Well this film looks great. That computer stuff is getting better every year. All they will have to do is get the price down on these computer special effects is to get rid of these pesky actors with their million dollar salaries.
Apparently almost all of this film was computer generated which might account for the weird sort of soulless look astronaut Sandra Bullock has throughout a lot of this film. The film is also shot in 3D so a viewer viewing it in 3D has to watch a bunch of junk float around while trying to concentrate on the story. Gravity also has some long shots with no editing as the computer camera whips around astronauts and spaceships. It's impressive but to me seems kind of pointless coming off more like a "look what we can do with this technology" stunt.

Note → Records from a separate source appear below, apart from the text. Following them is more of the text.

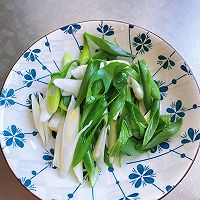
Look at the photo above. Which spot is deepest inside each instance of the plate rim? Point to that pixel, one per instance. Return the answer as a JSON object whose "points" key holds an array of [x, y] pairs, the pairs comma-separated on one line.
{"points": [[6, 74]]}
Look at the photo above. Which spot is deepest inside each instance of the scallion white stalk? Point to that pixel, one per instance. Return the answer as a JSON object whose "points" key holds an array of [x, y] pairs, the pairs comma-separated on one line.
{"points": [[79, 71], [55, 120], [137, 89], [70, 137], [70, 86]]}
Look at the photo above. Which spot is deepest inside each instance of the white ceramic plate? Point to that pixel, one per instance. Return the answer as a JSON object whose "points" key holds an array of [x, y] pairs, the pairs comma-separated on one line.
{"points": [[143, 177]]}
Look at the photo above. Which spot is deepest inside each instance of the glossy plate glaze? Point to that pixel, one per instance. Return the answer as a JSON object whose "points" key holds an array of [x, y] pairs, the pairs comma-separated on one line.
{"points": [[149, 176]]}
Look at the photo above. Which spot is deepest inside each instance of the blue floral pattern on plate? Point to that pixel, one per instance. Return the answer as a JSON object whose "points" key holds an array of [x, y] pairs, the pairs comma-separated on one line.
{"points": [[137, 175]]}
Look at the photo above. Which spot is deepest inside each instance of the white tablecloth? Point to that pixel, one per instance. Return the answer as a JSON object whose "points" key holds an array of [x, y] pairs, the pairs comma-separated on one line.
{"points": [[23, 21]]}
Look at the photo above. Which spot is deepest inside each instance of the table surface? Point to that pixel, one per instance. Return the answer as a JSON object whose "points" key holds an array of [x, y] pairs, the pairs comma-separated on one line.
{"points": [[22, 22]]}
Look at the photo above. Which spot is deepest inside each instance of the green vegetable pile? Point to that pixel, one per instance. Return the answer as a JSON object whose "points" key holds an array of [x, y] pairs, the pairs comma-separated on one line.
{"points": [[119, 105]]}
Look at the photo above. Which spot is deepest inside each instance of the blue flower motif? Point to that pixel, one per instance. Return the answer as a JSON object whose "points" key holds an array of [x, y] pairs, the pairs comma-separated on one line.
{"points": [[105, 29], [6, 97], [27, 183], [163, 89], [142, 43], [71, 29], [168, 188], [48, 157], [165, 63], [13, 136], [176, 110], [134, 196], [160, 147], [29, 77], [31, 55], [191, 136], [142, 175], [186, 69]]}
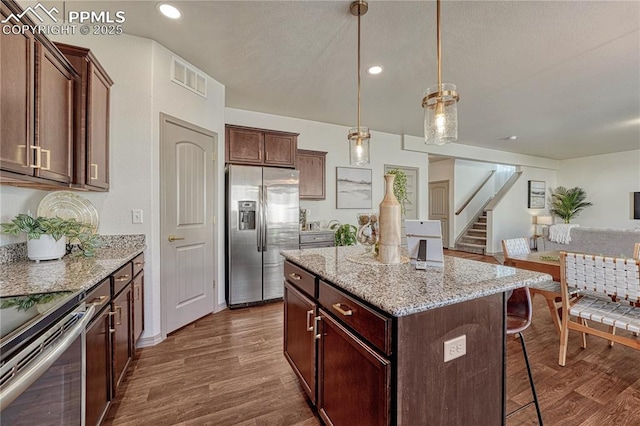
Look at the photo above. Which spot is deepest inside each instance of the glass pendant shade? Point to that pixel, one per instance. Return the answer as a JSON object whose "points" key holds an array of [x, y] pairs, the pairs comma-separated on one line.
{"points": [[359, 146], [440, 105]]}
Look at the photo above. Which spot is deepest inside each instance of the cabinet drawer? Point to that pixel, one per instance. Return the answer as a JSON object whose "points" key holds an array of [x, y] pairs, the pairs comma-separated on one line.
{"points": [[100, 295], [121, 278], [138, 264], [365, 321], [302, 279]]}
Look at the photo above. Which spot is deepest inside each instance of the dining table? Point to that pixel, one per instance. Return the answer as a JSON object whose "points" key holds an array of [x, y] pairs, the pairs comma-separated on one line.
{"points": [[549, 263]]}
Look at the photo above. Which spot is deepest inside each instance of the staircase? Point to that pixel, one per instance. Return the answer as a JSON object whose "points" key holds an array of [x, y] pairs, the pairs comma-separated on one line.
{"points": [[474, 239]]}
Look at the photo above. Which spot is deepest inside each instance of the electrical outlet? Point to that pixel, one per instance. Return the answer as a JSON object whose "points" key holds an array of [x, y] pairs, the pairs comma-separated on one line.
{"points": [[136, 216], [455, 348]]}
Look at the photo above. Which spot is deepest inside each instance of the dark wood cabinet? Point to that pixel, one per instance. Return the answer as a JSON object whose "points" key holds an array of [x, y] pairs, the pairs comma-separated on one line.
{"points": [[98, 358], [98, 382], [37, 123], [121, 323], [246, 145], [353, 380], [299, 337], [92, 97], [312, 167]]}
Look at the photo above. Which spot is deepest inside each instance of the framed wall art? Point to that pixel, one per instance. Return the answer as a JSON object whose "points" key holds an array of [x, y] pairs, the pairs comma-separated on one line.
{"points": [[353, 188], [537, 194]]}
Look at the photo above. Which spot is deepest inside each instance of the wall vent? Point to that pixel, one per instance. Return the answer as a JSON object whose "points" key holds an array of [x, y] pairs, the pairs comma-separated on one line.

Probably the chief issue I have with this film is the story. As if it isn't dramatic enough that Russian space junk is going to destroy our heroine, you have to sit through some personal Sandra Bullock drama about a dead kid and her decision to give up fighting to survive. The resolution to this is really lame since it involves ghostly hallucinations or something. The survival of Sandra Bullock in space is actually cribbed from George Pal's Destination Moon which also used a fire extinguisher as a rescue device. There are just no original ideas anymore.
It seems that one of the goals of Gravity is to take a shot at being on the king of the science fiction film mountain that 2001: A Space Odyssey occupies. But for all of the advanced technology that this film used it can't touch that film's greatness.